The United States case filed against Meng Wanzhou, chief financial officer of China’s Huawei Technologies brand, focuses on the company’s suspected ties to two potentially law-breaking businesses. One of these companies is a Tehran telecom equipment seller, while the other is the telecom company’s owner; a holding organization registered in Mauritius.
United States authorities are alleging Meng Wanzhou has deceived international banks in clearing Iranian transactions under the false pretenses that the two companies were separate from Huawei Technologies. However, Huawei controlled them. Huawei continues to maintain that the two Iranian companies are independent of the technology company: Canicula Holdings Ltd. and a telecom equipment seller, Skycom Tech Co.
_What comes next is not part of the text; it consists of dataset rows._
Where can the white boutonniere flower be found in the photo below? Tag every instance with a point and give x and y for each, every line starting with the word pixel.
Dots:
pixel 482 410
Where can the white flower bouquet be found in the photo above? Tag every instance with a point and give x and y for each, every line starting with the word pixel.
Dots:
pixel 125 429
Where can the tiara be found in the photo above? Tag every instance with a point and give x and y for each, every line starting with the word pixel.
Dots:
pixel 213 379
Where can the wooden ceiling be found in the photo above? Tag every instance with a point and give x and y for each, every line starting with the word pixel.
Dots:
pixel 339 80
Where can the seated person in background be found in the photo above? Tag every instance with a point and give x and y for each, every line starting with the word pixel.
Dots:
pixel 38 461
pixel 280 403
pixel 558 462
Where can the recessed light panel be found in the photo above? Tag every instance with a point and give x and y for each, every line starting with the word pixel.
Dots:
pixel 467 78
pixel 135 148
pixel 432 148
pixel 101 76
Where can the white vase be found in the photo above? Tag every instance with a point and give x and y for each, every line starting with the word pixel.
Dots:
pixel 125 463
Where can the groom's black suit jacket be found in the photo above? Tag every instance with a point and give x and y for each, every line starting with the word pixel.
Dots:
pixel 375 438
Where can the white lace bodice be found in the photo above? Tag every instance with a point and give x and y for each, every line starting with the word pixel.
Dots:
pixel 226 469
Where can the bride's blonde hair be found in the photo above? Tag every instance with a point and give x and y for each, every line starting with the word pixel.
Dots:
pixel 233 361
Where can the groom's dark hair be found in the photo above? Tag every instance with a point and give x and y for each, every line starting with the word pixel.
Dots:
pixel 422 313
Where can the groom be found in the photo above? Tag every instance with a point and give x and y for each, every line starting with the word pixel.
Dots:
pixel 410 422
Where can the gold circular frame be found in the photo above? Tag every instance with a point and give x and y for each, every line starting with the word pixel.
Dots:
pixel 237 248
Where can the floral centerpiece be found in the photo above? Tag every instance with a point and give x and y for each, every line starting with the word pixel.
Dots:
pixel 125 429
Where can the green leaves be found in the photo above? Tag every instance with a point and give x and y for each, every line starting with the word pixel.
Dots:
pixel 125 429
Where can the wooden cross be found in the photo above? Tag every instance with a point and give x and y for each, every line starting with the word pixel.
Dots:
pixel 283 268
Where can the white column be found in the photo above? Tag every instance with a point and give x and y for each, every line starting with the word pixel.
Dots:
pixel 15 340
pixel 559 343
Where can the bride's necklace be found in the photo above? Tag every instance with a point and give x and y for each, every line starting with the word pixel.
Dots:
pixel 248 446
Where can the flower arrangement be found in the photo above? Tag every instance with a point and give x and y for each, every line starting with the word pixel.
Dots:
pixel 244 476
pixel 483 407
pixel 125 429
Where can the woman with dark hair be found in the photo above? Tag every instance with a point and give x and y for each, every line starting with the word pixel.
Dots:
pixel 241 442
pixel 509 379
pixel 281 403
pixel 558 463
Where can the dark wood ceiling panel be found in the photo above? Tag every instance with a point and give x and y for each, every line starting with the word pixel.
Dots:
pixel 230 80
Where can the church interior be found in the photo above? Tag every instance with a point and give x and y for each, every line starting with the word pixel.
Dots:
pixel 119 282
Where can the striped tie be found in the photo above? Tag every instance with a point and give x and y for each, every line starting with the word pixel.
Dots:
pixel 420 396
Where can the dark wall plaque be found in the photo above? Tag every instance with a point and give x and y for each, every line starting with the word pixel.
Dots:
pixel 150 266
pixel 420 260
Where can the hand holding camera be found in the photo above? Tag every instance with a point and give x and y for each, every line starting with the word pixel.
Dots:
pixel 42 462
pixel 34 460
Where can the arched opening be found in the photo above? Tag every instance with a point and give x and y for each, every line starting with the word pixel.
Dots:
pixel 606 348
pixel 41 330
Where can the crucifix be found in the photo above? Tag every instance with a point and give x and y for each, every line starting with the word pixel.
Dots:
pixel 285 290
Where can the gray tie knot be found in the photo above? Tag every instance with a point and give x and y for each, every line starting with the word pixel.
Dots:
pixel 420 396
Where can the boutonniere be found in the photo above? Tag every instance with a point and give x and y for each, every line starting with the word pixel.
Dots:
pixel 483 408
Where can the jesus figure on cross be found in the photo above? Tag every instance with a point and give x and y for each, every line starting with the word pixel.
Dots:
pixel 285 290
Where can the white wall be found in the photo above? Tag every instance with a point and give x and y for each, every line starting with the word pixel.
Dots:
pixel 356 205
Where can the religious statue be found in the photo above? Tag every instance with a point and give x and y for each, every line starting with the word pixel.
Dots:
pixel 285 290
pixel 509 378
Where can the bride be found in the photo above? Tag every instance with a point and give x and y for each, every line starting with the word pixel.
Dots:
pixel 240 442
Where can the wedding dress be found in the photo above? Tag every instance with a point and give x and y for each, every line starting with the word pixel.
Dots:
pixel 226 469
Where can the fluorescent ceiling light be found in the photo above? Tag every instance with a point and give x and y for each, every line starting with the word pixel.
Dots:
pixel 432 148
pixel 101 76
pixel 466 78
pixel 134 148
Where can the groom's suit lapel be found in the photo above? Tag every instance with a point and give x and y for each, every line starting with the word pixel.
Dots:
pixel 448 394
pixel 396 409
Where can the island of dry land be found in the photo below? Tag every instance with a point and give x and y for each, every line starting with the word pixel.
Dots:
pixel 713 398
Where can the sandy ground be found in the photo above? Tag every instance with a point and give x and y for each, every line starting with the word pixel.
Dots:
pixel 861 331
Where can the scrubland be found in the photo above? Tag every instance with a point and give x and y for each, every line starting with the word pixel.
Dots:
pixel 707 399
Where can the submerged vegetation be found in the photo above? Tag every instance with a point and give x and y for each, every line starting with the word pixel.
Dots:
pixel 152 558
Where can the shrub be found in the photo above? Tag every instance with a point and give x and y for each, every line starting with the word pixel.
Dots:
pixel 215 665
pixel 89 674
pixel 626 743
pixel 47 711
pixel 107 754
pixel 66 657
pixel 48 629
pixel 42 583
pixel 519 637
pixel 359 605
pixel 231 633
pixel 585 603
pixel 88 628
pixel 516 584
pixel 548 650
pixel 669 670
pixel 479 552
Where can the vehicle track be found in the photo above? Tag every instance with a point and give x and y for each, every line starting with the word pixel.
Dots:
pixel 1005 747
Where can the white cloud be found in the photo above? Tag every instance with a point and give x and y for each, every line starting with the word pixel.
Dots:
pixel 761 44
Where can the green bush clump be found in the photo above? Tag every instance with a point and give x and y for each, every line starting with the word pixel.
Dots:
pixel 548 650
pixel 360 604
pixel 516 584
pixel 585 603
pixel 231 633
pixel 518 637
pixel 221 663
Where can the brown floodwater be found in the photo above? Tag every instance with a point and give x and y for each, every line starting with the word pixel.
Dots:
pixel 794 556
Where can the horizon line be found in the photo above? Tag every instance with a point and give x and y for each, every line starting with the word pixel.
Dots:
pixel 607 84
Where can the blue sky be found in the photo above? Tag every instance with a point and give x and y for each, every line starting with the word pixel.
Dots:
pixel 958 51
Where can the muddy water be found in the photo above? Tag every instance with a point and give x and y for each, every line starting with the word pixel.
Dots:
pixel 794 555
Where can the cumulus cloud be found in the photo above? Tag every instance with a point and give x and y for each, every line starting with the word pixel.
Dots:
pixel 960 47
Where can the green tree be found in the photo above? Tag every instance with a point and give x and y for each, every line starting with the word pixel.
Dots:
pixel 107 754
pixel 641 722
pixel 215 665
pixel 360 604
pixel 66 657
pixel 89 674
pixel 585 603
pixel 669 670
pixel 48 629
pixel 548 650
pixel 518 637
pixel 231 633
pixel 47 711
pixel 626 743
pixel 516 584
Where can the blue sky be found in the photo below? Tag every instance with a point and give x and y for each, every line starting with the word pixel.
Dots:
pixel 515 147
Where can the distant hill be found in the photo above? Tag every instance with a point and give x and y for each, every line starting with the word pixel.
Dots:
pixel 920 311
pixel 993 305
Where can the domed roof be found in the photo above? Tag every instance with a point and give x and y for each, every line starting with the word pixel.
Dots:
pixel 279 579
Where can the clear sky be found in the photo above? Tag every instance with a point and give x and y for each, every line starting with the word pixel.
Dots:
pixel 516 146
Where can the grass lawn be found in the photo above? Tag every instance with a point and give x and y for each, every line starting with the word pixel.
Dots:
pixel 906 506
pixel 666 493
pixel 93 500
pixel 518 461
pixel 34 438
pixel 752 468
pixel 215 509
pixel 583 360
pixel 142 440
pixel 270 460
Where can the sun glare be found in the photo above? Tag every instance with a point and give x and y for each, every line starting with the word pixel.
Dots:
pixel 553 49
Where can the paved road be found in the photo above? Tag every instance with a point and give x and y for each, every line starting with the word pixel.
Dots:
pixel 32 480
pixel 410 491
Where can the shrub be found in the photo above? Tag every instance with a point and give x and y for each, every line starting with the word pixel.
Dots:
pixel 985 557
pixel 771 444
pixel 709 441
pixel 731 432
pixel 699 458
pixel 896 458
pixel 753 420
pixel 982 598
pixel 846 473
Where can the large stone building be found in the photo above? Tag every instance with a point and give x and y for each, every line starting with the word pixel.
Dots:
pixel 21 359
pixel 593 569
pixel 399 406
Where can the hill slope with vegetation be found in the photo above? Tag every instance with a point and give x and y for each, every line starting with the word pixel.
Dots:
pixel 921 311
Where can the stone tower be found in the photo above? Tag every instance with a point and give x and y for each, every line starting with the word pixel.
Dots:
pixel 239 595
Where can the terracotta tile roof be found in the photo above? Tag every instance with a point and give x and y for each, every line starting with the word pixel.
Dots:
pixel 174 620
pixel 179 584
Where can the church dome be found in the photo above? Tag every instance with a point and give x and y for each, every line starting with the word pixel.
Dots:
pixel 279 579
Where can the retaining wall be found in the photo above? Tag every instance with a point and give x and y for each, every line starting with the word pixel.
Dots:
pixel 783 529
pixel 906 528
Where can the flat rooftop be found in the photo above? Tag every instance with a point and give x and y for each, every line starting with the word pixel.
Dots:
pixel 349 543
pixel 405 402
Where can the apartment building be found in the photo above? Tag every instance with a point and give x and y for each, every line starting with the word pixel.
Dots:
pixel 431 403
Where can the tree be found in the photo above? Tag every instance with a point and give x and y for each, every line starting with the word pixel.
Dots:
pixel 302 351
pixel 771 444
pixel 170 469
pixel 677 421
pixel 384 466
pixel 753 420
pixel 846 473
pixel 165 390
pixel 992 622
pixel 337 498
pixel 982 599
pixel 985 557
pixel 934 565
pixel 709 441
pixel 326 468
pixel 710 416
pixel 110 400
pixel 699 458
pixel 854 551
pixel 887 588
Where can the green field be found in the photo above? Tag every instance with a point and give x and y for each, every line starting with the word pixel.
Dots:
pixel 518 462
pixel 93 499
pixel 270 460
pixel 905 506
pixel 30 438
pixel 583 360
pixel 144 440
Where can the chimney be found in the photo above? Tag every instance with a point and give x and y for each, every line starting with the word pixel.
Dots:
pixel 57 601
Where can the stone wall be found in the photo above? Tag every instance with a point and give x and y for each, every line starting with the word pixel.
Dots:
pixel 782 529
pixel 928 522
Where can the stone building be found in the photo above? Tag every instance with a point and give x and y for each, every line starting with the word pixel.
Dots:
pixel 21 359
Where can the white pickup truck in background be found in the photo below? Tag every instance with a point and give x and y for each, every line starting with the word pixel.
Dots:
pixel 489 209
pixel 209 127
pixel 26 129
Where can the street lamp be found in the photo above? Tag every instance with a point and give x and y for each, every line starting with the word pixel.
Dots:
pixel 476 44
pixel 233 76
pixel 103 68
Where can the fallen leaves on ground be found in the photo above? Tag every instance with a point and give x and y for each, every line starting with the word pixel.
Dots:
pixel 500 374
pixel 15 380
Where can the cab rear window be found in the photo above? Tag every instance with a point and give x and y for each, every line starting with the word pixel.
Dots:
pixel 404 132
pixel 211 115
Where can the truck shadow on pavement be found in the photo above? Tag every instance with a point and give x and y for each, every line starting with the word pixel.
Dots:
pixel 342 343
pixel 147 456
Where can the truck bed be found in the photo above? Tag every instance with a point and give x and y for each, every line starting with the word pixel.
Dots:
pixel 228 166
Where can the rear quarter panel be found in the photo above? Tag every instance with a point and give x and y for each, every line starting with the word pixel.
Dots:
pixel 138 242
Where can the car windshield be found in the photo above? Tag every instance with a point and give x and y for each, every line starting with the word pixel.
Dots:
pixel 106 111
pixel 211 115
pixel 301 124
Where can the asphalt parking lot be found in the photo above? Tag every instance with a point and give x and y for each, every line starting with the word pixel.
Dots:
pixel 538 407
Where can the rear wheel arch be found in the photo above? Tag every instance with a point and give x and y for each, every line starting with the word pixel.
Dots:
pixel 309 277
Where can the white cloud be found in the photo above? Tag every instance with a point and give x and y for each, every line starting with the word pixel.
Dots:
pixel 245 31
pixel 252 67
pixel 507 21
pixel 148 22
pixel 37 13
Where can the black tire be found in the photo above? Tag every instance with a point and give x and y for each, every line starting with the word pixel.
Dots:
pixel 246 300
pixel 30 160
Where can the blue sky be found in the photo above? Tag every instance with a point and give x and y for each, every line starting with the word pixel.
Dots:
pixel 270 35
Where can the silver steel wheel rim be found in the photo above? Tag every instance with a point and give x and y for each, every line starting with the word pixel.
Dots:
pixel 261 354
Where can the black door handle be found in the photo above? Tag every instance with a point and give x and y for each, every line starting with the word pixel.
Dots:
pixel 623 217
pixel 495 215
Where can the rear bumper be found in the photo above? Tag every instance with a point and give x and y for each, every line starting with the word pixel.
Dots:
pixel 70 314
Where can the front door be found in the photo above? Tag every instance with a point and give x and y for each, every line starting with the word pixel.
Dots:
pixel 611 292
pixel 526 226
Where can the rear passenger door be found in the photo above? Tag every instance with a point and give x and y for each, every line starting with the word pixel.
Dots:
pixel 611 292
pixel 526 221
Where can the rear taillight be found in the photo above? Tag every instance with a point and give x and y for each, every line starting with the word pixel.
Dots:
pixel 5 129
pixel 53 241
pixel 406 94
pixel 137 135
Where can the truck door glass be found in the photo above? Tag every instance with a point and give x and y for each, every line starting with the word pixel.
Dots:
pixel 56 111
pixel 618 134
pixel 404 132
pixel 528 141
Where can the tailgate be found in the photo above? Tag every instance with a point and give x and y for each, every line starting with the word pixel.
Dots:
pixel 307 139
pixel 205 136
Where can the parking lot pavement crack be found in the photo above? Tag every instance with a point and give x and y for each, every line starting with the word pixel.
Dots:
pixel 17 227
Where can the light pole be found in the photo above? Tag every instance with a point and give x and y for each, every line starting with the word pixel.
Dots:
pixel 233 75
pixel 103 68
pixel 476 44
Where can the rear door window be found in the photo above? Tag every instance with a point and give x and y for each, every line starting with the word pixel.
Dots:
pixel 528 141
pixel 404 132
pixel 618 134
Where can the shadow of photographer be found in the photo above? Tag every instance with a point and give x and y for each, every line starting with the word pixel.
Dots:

Ltd.
Corporate filings, amongst other documents found by Reuters in both Syria and Iran, clearly show that Huawei, who is the world’s largest supplier of telecommunications networking equipment, is linked closer to the companies than previously expected.
The documents show that a higher-level Huawei executive has been appointed Skycom’s Iranian manager and also indicates that a minimum of three Chinese Huawei associates have signing rights for Huawei and Skycom bank accounts located in Iran. Reuters also uncovered information stating that Middle Eastern lawyers have claimed Huawei conducted business in Syria through Canicula.
It’s possible that the unreported ties between the two Iranian companies and Huawei might impact the U.S. case against CFO Meng Wanzhou. Meng is the daughter of Ren Zhengfei, the founder of Huawei. These unreported ties undermine Huawei’s claims that Skycom was an “arms-length” business associate.
U.S. authorities believe that Huawei took control of Skycom and used it to sell telecom equipment within Iran, enabling them to move funds out through the international banking channels. Due to the deception, United States authorities state that banks processed hundreds of millions worth of transactions that may have violated economic sanctions that Washington had against conducting business with Iran at the time.
Presently, Meng did not wish to respond to any requests for comments, and Huawei refused to answer questions. Iranian’s Canicula offices were not able to be reached, and a Washington Justice Department spokesman declined to comment.